Splitting on a change in Perl6
I had more thoughts about splitting on character changes, partly thanks to a mailing list thread, which led to more questions.
As a prelude, here are regexps that splits when changing to the letter B
# If the cursor is before B, and is after a character, and is not after B, split
> say "ABBBCDEEF".split(/<?before (B) {} ><?after . ><!after B >/).perl
("A", "BBBCDEEF").Seq
# If the cursor is before B, and is after character-class-exlcuding B, split
> say "ABBBCDEEF".split(/<?before (B) {} ><?after <-[B]> >/).perl
("A", "BBBCDEEF").Seq
And when changing from the letter B
# If the cursor is after B, and is before a character, and is not before B, split
say "ABBBCDEEF".split(/<?after (B) {} ><?before . ><!before B >/).perl
("ABBB", "CDEEF").Seq
# If the cursor is after B, and is before character-class-exlcuding B, split
say "ABBBCDEEF".split(/<?after (B) {} ><?before <-[B]> >/).perl
("ABBB", "CDEEF").Seq
One of these worked for me in the general case-
# If cursor is before a character, save it in $c,
# then check cursor is NOT after the $c we saved
say "ABBBCDEEF".split(/<?before (.) {} :my $c=$0; ><?after . ><!after $c >/).perl
("A", "BBB", "C", "D", "EE", "F").Seq
Yay! But what's wrong with each of these variations?
# 1. The empty braces publish $0 etc, so why do I need $c?
say "ABBBCDEEF".split(/<?before (.) {} ><?after . ><!after $0 >/).perl
("A", "B", "B", "B", "C", "D", "E", "E", "F").Seq # Not the answer I wanted
# 2. Try saving the character the cursor is after, and compare with the character before
# Splits everywhere instead of on character transition, why?
say "ABBBCDEEF".split(/<?after (.) {} :my $c=$0; ><?before . ><!before $c >/).perl
("A", "B", "B", "B", "C", "D", "E", "E", "F").Seq # Not the answer I wanted
# 3. Use a negated character class, anything but $c
# How does one specify a class with everything but what's in $c? Not this....
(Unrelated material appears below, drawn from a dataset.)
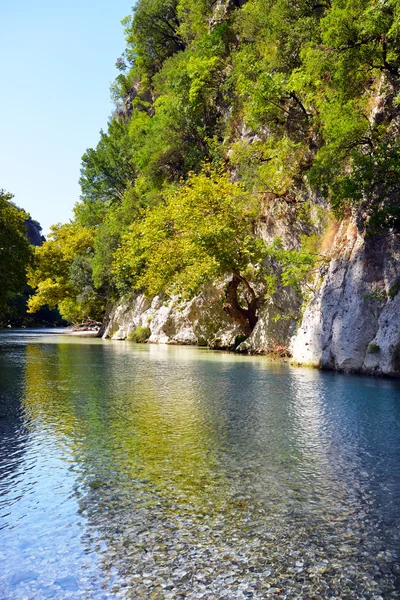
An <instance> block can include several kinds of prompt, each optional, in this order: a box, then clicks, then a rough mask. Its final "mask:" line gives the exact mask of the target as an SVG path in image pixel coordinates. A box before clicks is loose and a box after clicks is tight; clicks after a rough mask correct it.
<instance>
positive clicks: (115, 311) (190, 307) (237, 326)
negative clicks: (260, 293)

say "ABBBCDEEF".split(/<?before (.) {} :my $c=$0; ><?after <- $c >>).perl
I'd like to know what's going on in 1, 2, 3 above- especially #3
O M G Perl6 regular expressions come with <same> as a built-in character class, now a very brief answer is
say "ABBBCDEEF".split(/<!same>/);
I am still interested to know what's going on with questions 1 2 3, and am considering opening an issue or two against character classes or their documentation.